Likewise, animal tests for teratogens (drugs and chemicals that cause birth defects) are misleading and unreliable. Jarrod Bailey et al. conducted a comprehensive review of animal tests of 1,396 different substances.41 They found that, of those substances known to cause birth defects in humans, animal tests indicated that almost half were safe. Conversely, of those substances known to be safe in humans, animal tests indicated that almost half were dangerous. And, almost one-third of all tested substances had varying results, depending on the species used. In different species, there are important differences in the structure, function, and biochemistry of the placenta as well as differences in the absorption, distribution, metabolism, and excretion of drugs and chemicals. Thus, reliable predictions for pregnant women is impossible.41
In vitro cell and tissue cultures have compared favorably to existing toxicity databases.
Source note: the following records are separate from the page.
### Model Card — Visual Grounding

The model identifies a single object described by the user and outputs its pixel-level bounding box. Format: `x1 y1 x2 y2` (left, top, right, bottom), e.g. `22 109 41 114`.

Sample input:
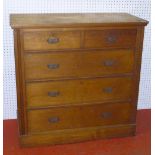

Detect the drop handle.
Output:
103 87 113 93
48 91 60 97
101 112 112 119
47 37 60 44
103 60 115 66
106 36 117 43
48 117 60 123
47 64 60 69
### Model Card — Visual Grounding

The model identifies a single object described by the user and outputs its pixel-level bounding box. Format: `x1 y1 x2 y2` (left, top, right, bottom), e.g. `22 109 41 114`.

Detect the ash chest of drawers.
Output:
10 13 148 146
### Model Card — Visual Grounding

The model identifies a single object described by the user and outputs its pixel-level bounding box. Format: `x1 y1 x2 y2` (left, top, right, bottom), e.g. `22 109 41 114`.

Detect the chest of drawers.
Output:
10 13 148 146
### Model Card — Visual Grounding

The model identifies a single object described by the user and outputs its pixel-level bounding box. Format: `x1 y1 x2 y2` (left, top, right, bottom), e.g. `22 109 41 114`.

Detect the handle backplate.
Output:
48 91 60 97
48 117 60 123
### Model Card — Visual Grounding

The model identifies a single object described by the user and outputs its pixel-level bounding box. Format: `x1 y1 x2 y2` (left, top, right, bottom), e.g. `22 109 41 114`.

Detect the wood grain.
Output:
23 30 81 50
28 103 132 133
26 77 133 107
24 49 134 80
20 124 136 147
84 29 136 48
10 13 148 146
10 13 148 28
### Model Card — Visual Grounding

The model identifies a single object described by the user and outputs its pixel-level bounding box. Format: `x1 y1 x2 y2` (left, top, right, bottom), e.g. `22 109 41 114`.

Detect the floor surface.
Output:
3 110 151 155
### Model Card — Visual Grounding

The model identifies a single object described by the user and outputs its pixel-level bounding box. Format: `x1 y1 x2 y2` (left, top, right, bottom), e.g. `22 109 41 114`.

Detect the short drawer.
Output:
23 30 81 51
28 103 132 133
26 77 132 107
25 49 134 80
84 29 136 48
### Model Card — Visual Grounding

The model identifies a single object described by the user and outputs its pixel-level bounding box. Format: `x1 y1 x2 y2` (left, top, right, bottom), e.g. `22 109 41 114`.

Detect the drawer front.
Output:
28 103 132 133
84 29 136 48
26 77 132 107
23 30 81 51
25 49 134 80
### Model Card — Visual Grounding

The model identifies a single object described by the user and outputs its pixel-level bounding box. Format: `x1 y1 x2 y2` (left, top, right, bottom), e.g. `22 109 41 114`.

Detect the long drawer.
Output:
28 103 132 133
25 49 134 80
26 77 133 107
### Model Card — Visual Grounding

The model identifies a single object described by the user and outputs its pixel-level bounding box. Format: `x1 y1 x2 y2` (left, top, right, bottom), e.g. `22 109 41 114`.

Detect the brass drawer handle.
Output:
48 117 60 123
48 91 60 97
47 37 60 44
101 112 112 118
47 64 60 69
103 87 112 93
107 36 117 43
104 60 114 66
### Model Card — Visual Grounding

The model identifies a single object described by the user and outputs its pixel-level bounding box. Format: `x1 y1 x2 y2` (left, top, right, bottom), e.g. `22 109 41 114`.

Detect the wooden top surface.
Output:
10 13 148 28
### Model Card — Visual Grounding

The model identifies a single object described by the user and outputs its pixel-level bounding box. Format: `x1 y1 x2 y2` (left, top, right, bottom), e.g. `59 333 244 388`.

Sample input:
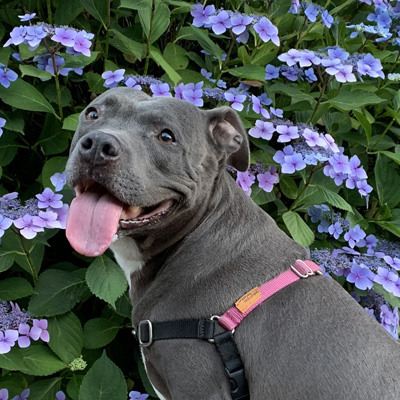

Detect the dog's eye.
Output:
86 108 99 120
157 129 175 143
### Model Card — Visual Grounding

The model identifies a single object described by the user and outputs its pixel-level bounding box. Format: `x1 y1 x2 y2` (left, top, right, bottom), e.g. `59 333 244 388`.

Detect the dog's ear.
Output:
205 106 250 172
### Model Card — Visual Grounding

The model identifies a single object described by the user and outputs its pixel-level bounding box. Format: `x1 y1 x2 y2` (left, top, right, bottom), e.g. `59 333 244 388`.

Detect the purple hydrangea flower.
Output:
36 188 63 208
25 25 47 49
0 215 12 237
265 64 280 81
3 26 26 47
236 171 256 196
375 267 399 293
278 152 306 174
18 13 36 22
32 319 50 343
321 10 333 28
383 256 400 271
249 119 275 140
257 171 279 192
129 390 149 400
101 69 125 88
231 14 253 35
18 324 42 348
51 28 77 47
346 263 375 290
210 10 232 35
190 3 215 28
304 4 319 22
254 17 280 46
14 214 44 239
344 225 366 248
150 83 172 97
0 329 18 354
0 67 18 88
276 125 299 143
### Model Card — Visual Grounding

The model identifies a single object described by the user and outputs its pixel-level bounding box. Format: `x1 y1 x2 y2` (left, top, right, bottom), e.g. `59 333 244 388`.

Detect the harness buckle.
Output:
290 260 315 279
137 319 153 347
225 368 250 400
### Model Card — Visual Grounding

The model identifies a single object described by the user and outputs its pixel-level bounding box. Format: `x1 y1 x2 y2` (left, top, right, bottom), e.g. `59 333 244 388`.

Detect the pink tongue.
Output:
67 185 123 257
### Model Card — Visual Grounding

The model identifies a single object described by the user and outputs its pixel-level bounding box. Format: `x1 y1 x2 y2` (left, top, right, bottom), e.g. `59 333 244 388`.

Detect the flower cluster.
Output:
0 302 50 354
0 174 69 239
265 46 385 83
308 211 400 340
289 0 333 28
190 3 280 46
4 17 94 57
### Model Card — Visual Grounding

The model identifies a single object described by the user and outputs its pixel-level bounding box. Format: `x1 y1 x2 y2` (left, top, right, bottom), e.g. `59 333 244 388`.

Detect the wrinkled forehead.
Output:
88 88 204 126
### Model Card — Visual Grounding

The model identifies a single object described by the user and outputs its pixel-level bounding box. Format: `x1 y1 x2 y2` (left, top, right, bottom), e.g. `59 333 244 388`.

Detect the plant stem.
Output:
143 0 156 75
14 231 38 286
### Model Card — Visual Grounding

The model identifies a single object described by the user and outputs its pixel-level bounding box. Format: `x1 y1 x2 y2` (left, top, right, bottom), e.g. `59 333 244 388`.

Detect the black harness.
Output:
133 317 250 400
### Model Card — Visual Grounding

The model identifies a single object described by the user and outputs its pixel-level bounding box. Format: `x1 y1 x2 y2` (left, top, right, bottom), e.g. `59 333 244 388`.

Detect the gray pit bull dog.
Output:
67 88 400 400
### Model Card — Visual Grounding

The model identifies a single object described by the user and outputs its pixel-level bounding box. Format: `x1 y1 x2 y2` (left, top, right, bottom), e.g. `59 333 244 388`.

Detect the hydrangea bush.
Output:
0 0 400 400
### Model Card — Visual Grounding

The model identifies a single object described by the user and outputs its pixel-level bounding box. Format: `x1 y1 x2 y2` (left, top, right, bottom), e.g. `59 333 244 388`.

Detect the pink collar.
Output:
218 260 323 331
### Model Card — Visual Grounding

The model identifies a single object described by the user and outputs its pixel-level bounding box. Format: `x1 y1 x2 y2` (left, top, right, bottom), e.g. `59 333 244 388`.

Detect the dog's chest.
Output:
110 236 144 287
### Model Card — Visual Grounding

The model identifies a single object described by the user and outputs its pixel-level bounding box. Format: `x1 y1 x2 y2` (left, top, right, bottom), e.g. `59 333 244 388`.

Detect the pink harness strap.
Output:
218 260 323 330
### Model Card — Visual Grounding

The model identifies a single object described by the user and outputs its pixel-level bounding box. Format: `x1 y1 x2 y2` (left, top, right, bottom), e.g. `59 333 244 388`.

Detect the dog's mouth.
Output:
66 181 177 257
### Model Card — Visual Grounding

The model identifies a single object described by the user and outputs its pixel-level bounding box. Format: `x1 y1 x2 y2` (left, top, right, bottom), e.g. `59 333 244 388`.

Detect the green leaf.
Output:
226 64 265 82
374 154 400 208
28 269 86 317
36 114 70 155
79 352 127 400
0 79 56 115
190 25 223 67
63 112 80 131
19 64 53 80
163 42 189 70
86 255 128 308
321 90 386 111
83 318 120 349
150 46 182 85
81 0 109 30
138 2 170 43
282 211 314 247
0 277 33 301
29 377 62 400
0 344 67 376
42 157 68 188
110 29 146 60
48 312 83 364
118 0 151 10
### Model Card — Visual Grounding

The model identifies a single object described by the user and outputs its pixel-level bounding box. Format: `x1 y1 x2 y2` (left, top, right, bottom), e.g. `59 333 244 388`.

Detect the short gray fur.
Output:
67 88 400 400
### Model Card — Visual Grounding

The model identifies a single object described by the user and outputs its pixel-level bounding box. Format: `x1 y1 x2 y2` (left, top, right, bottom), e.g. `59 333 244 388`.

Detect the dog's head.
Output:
66 88 249 256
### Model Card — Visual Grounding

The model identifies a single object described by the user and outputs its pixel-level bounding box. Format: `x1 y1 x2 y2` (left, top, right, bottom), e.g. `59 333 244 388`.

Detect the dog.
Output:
66 87 400 400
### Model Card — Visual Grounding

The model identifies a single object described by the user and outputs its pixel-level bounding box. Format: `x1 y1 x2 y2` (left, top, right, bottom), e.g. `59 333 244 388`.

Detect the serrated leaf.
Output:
19 64 53 80
0 344 67 376
110 29 145 60
81 0 109 29
282 211 314 247
0 277 33 301
79 352 127 400
0 79 56 115
138 2 170 43
374 154 400 208
28 269 86 317
83 318 121 349
48 312 83 364
321 90 386 111
86 255 128 308
150 46 182 85
42 157 68 189
29 377 62 400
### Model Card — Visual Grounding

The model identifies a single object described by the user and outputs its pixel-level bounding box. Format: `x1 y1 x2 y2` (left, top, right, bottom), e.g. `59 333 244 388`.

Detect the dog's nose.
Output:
79 132 122 165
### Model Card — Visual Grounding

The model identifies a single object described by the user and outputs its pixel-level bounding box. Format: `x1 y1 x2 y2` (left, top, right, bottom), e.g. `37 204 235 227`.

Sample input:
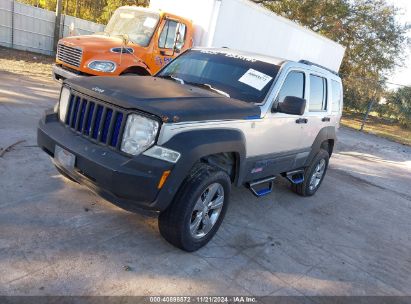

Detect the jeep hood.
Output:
66 76 261 122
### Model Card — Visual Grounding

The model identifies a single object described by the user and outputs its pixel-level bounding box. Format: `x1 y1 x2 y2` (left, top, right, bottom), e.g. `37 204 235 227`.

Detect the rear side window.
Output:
309 75 327 112
277 71 305 102
331 80 342 112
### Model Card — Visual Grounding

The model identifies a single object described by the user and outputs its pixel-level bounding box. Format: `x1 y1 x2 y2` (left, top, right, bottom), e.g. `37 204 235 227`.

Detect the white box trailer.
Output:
150 0 345 72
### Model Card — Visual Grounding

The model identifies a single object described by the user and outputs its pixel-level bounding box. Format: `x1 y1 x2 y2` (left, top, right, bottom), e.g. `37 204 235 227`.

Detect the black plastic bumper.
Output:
37 114 175 211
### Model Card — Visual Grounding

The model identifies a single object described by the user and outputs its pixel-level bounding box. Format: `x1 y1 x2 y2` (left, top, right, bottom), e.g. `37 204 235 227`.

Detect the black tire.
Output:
291 149 330 196
158 164 231 252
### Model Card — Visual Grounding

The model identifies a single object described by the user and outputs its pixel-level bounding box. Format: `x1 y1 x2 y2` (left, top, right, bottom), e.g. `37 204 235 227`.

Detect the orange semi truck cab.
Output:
53 6 193 81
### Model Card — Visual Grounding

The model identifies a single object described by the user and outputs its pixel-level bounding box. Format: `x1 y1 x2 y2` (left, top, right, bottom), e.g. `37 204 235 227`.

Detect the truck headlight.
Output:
121 114 159 155
59 87 71 122
88 60 117 73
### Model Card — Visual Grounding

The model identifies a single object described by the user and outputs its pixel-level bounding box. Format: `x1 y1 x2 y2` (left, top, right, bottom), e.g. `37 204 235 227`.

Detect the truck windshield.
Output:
104 8 160 46
156 50 280 103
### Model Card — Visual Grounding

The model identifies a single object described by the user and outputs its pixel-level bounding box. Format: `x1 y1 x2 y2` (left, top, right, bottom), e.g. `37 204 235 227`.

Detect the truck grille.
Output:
57 44 83 67
65 92 126 149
They can be less expensive, more comprehensive, and, because they can utilize human cell and tissue cultures, more reliable than animal experiments.42,43 Consequently, in early 2017 the Dutch government announced plans to end safety testing of chemicals on animals by 2025.44
Scientific Limitations of Animal Models
Animal studies can neither confirm nor refute hypotheses about human physiology or pathology; human clinical investigation is the only way such hypotheses can be tested. At best, animal experiments can suggest new hypotheses that might be relevant to humans.45,46 However, there are countless other, superior ways to derive new hypotheses.2,45
How valuable is animal experimentation? The Medical Research Modernization Committee’s review of ten randomly chosen animal models of human diseases did not reveal any important contributions to human health.47 Although the artificially induced conditions in animals were given names analogous to the human diseases they were intended to simulate, they differed substantially from their human “counterparts” in both cause and clinical course. Also, the study found that effective treatments in animals tended to have poor efficacy or excessive side-effects in human patients.47 MRMC physicians have evaluated many specific animal-research projects, and they have consistently found them to be of little, if any, relevance to the understanding or treatment of human diseases.48-54
MRMC’s reviews have revealed that, because animal models differ from human diseases, researchers tend to investigate those aspects of the animal’s condition that resemble features of the human disease, generally ignoring or discounting fundamental anatomical, physiological, and pathological differences. Because most disease processes have system-wide effects and involve many interacting factors, focusing on only one aspect of a disease belies the actual complexity of biological organisms.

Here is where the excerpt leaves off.